As escolhas são importantes. Escolher como parceiros íntimos o pessimismo ou o otimismo, a esperança ou a desilusão, a fé ou a descrença, a alegria ou a melancolia, são opções de cada pessoa. Certamente, necessitamos de motivação para revitalizarmos nossas perspectivas e o nosso caminhar. É preciso identificar um, ou vários, sentidos da vida. Sem sentido a vida não tem beleza, tudo é sombrio, desconcertante.
O homem é um ser inquieto e inquietante. Nossas inquietações representam o conteúdo das nossas fragilidades. É verdade, somos seres frágeis e incompletos. Nossa incompletude nos inquieta e atormenta e, por isso, vivemos de escolhas e experiências que nos levem a um estado maior de plenitude. Nossas inquietações também representam os significados que atribuímos as coisas. Exemplificando: a morte. Qual o significado que lhe é atribuído? O fim. Daí o termo “falecer”, chegar ao fim, acabar. Essa idéia do fim nos inquieta. Não somos seres voltados ao “nada”, nossa natureza íntima, progressista, repele essa idéia e a transforma, psiquicamente, num drama emocional.
A natureza não é simplista, é sábia. O homem não é um ser descartável, mas eterno. Aqui vale pensarmos sobre uma fábula interessante. Um homem muito simples e pobre vivia nas imediações de grande castelo fortemente guarnecido. Sem nunca ter lá adentrado, o homem vivia sonhando com as maravilhas que certamente existiriam no interior daquela fortaleza. Curioso e disposto a desvendar tais mistérios, certo dia implorou aos vigilantes que lhe deixassem entrar, seria o maior prêmio de sua vida.

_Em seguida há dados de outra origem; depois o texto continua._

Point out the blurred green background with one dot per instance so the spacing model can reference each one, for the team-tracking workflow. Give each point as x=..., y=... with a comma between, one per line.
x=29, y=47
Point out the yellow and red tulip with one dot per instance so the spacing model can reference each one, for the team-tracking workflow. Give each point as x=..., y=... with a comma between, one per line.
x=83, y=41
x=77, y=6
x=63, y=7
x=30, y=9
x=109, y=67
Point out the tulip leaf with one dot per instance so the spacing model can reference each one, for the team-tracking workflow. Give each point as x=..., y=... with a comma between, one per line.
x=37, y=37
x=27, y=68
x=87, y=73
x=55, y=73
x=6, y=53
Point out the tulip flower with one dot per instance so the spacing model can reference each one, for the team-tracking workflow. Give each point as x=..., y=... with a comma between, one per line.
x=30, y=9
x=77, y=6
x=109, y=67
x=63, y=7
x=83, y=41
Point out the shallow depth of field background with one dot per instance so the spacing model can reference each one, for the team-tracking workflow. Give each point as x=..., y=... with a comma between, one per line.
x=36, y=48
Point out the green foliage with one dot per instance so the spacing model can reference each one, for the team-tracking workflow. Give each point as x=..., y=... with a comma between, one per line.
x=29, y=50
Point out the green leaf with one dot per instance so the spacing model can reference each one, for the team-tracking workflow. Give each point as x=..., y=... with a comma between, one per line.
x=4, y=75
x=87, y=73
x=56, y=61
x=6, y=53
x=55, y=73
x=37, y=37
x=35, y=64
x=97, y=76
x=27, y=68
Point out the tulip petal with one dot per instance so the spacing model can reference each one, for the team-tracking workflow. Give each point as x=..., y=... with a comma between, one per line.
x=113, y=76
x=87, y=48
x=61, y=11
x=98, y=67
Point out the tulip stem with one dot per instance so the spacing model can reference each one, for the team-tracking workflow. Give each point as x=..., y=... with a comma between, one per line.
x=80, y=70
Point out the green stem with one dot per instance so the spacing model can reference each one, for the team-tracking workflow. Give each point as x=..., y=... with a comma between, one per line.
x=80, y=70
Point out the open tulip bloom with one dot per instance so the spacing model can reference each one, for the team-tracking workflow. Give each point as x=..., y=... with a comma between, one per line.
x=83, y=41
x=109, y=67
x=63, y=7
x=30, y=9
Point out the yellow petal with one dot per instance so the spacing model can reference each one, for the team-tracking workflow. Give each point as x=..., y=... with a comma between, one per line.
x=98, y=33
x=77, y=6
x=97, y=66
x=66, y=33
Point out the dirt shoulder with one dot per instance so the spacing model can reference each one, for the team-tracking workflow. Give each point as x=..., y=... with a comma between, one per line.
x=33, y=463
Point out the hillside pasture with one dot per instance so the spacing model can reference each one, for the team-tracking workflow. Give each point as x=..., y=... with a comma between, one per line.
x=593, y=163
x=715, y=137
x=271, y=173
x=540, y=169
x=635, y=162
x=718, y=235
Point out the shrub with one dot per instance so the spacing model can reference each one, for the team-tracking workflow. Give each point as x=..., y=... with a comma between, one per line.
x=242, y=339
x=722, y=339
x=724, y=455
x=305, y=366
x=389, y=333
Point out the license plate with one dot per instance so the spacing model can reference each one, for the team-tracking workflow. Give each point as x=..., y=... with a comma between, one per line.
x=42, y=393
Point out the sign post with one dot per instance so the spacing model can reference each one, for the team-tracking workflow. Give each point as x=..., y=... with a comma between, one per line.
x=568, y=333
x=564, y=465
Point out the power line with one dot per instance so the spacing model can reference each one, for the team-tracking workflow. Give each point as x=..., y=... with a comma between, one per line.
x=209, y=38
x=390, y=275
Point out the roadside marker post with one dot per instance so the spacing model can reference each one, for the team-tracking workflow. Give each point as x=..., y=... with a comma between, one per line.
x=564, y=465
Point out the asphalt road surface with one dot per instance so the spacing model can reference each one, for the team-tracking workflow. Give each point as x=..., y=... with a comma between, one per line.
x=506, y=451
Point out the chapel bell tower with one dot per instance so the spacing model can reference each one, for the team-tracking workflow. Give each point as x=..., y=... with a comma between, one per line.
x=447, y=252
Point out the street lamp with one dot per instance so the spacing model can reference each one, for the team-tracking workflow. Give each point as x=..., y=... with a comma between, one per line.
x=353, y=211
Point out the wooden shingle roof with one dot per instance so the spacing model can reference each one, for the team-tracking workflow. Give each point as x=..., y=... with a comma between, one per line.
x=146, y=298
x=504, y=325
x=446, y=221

Um momento só. Após várias tentativas malogradas, o simples homem recebeu de um vigilante mais sensível a autorização para chegar aos jardins do castelo. Ao transpor a grande muralha, e fitar os jardins, foi tomado pela sensação de estar diante de um grande tesouro. Na verdade, ele observou somente “os jardins”, não entrou em contato com as verdadeiras jóias de ouro e pedras preciosas que a fortaleza velava em suas salas e aposentos.
Ora, o que vemos? Vemos as coisas materiais e achamos que elas são a fonte de todas as riquezas. Ignoramos que além da vida material, floresce uma riqueza muito maior, toda uma vida exuberante, pujante que não se limita a vida do corpo físico. Somos o “homem simples” que se contenta apenas com os jardins? Ou nossas inquietações nos estimulam a transpor as muralhas de uma vida simplista, reduzida meramente a um fatalismo biológico?
O que temos não perdemos. Quando contraímos laços sólidos de afeto e consideração por nossos parentes e amigos, esses laços perduram. Nem mesmo a morte os rompem.
Diante de uma situação de “perda” (já vimos que o melhor é denominarmos “afastamento temporário”) de alguém querido, necessitamos (as vezes exigimos) apoio de outros corações amigos. O apoio de outras pessoas será sempre importante mas devemos compreendê-lo, na maioria das vezes, como algo inconstante, temporário. Perceber que alguém se preocupa com nosso sofrimento é alentador, mas os estímulos reais deverão eclodir de nosso íntimo.